Im Kampfe um die Verteilung eines sogenannten „Sozialprodukts" der drei
Produktionsfaktoren und Produktionsagenten könnte sogar Interessengemeinschaft
der Industriekapitalisten und der Arbeiter gegenüber den Handelskapitalisten,
Bankiers usw. offenbar werden, so z. B. haben die Industriekapitalisten und
die Arbeiter das gemeinsame Interesse, daß vom gesamten Produkt den
Handelskapitalisten usw. ein möglichst kleiner Teil zufällt, weil dann der
für die „Verteilung" unter Unternehmer und Arbeiter zur Verfügung stehende
Teil um so größer sein wird. Die Verteilungsauffassung schließt also
grundlegende Klassengegensätze aus.
Das Kapitalverhältnis ist
aber ein grundsätzlicher, unversöhnlicher und unüberbrückbarer
Klassengegensatz, der nur vom Marxschen Standpunkte aus erklärt und verstanden
werden kann. In der bürgerlichen Gesellschaftsordnung ist der
Lohnarbeiter kein selbständiger Produzent, er ist auch kein
gleichberechtigter Teilnehmer im
kapitalistischen Produktionsprozeß: seine Arbeitskraft gehört im
Produktionsprozesse nicht ihm, sondern dem Kapitalisten, dem er sie verkauft
hat. Er erhält vom Kapitalisten den Wert seiner Arbeitskraft in der Form des
Arbeitslohnes. Während des Arbeitsprozesses produziert der Arbeiter einen
neuen Wert, der dem Kapitalisten von vornherein gehört, von dem also nicht
der mindeste Bruchteil dem Arbeiter gehören kann. Ein Teil dieses neuen
Wertes ersetzt dem Kapitalisten den ausgezahlten oder den auszuzahlenden
Arbeitslohn, also den Wert der Arbeitskraft, der andere Teil bildet den
Mehrwert, der sich in verschiedene Einkommensformen der einzelnen Gruppen der
gesamten Ausbeuterklasse spaltet — Profit, Zins, Rente. Die letzte Quelle
alles Einkommens ist die Arbeit und nur die Arbeit. Damit ist der
grundsätzliche Klassengegensatz zwischen Proletariat und Bourgeoisie
aufgedeckt: die Existenz der Bourgeoisie beruht auf Aneignung der fremden,
unbezahlten Arbeit des Proletariats. Das Kapitalverhältnis ist also kein
Verteilungs-, sondern ein Ausbeutungsverhältnis.

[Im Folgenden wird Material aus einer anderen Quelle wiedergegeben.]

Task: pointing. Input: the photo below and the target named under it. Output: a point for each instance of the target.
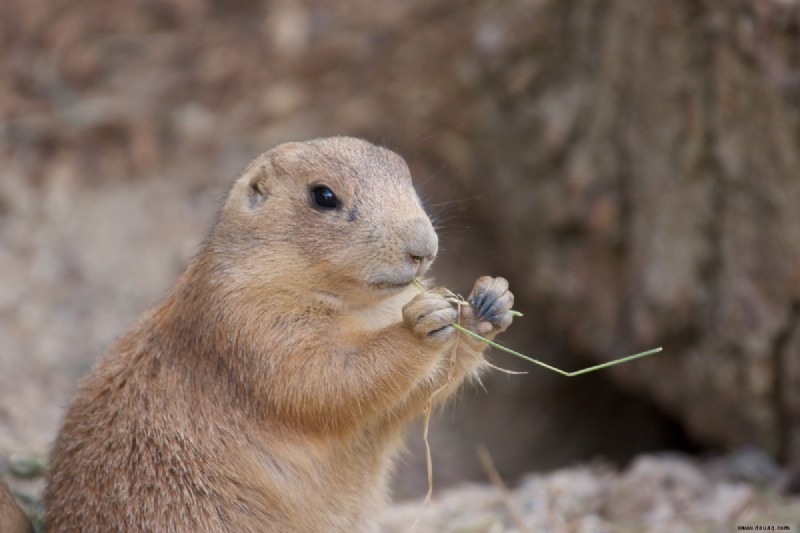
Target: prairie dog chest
(371, 318)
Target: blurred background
(633, 168)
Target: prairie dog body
(268, 391)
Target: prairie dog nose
(422, 242)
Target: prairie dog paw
(429, 316)
(491, 303)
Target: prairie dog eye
(322, 197)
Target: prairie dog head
(337, 217)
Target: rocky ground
(655, 493)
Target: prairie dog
(268, 391)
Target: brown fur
(268, 390)
(12, 518)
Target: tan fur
(12, 518)
(268, 391)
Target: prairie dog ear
(259, 181)
(254, 184)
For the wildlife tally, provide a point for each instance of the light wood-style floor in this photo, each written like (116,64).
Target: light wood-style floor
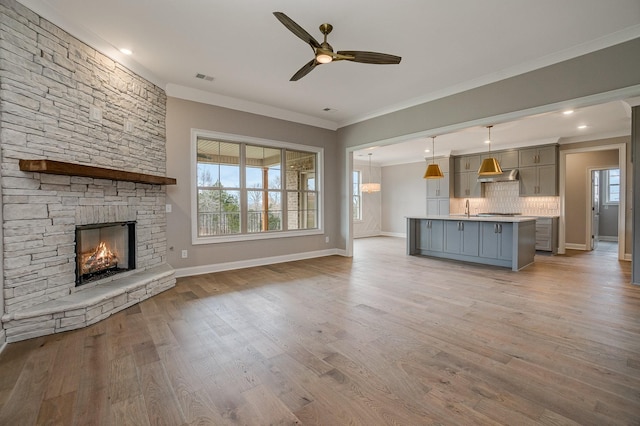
(379,339)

Die bürgerliche Oekonomie,
insbesondere die Vulgärökonomie, sucht das Wesen des Kapitalverhältnisses, die
Ausbeutung der Lohnarbeit, zu verschleiern. Lehnt sie die Marxsche Lehre vom
Werte der Arbeitskraft ab, spricht sie vom Werte der Arbeit und faßt Arbeit,
Kapital und Boden als drei selbständige Einkommensquellen auf, — so muß sie
notwendigerweise zu der Schlußfolgerung kommen, daß das Kapital, also Geld,
Maschinen, Rohstoffe usw., die Eigenschaft besitzt, Profit abzuwerfen. Wie,
auf welche Weise und auf Grundlage welcher objektiven Prozesse diese
Vorstellung entsteht, werden wir erst im sechsten Hefte unseres Kurses, nach
der Untersuchung der Zirkulationsprozesse des Kapitals, verstehen können.

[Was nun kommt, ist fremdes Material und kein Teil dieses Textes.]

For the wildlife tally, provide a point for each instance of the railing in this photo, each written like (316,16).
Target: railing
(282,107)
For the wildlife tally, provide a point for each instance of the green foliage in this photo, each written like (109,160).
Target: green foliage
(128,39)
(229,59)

Vorläufig wollen wir uns nur mit der Kritik einer sehr wichtigen Seite dieser
Vorstellung befassen, und zwar mit der Frage, ob überhaupt Maschinen,
Rohstoffe, also tote Sachen, Produktionsmittel, einen Wert, also auch
Mehrwert, Profit schaffen können. Denn die bürgerliche Oekonomie betrachtet
als Kapital nur die sachlichen Bedingungen des Produktionsprozesses, nicht
aber die Arbeitskraft.
In der Wirklichkeit besteht
das fungierende*, das im Produktionsprozeß sich befindende Kapital nicht nur
aus Produktionsmitteln, sondern auch aus der dem Kapitalisten verkauften
Arbeitskraft. Indem der Kapitalist sein Geld in Kapital verwandelt, verwandelt
er es in Produktionsmittel und Arbeitskraft, in sachliche und persönliche
Faktoren des Produktionsprozesses. Die vom Kapitalisten gekaufte Arbeitskraft
gehört jetzt ihm, nicht mehr dem Arbeiter, sie bildet einen Bestandteil seines
produktiven Kapitals. Die verschiedenen Bestandteile des Kapitals spielen aber
ganz verschiedene Rollen.
„Die verschiedenen Faktoren des
Arbeitsprozesses nehmen verschiedenen Anteil an der Bildung des
Produktenwertes.
Der Arbeiter setzt dem Arbeitsgegenstand neuen
Wert zu durch Zusatz eines bestimmten Quantums von Arbeit, abgesehen vom
bestimmten Inhalt, Zweck und technischen Charakter seiner Arbeit. Anderseits
finden wir die Werte der verzehrten Produktionsmittel wieder als Bestandteile
des Produktenwertes, z. B. die Werte von Baumwolle und Spindel im Garnwert.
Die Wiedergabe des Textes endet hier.